Skill Evals
An LLM-as-judge harness that scores skill output quality across models — so claims like "production-ready" are backed by numbers, not vibes. Results render as a public Skill Leaderboard.
What it measures
For each case, a model runs the skill, then a judge model scores the output 1–5 on four dimensions:
- structure — follows a clear, expected structure
- completeness — covers what the task needs
- usefulness — specific and actually useful, not generic
- grounding — stays grounded in the input, no invented facts
Run it
Needs an Anthropic API key (this calls the API and costs tokens):
ANTHROPIC_API_KEY=sk-ant-... node evals/run-evals.mjs
# --models claude-opus-4-8,claude-sonnet-4-6,claude-haiku-4-5-20251001
# --judge claude-opus-4-8
node scripts/build-leaderboard.mjs # render web/leaderboard.html
run-evals.mjs writes evals/results.json; the leaderboard builder prefers it and falls
back to results.example.json (clearly labelled) so the page renders before you run real evals.

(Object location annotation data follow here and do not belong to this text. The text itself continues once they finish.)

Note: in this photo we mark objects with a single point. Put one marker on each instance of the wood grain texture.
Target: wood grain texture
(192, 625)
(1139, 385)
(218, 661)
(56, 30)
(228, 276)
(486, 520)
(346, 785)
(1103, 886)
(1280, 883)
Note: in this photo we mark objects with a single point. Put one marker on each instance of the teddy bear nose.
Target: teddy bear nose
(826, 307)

No local key? Run it in CI
- Add an
ANTHROPIC_API_KEYrepo secret. - Enable Settings → Actions → General → Workflow permissions → "Allow GitHub Actions to
create and approve pull requests" (so the workflow can open its results PR —
mainrequires PRs). - Actions → "Update Skill Leaderboard" → Run workflow. It runs the evals and opens a
PR with
evals/results.json. Merge that PR and the Pages deploy re-renders the public leaderboard with real numbers — no laptop required.
Add a case
Append to cases.json: { "skill": "<name>", "input": "<a realistic prompt>" }.
Keep inputs short but representative of how the skill is actually used.
Honesty notes
- Scores are an LLM judge's opinion, not ground truth — treat them as a comparative signal.
- The judge sees the skill's stated purpose and the output, not the model name (reduces bias).
- Re-run after model upgrades; numbers drift.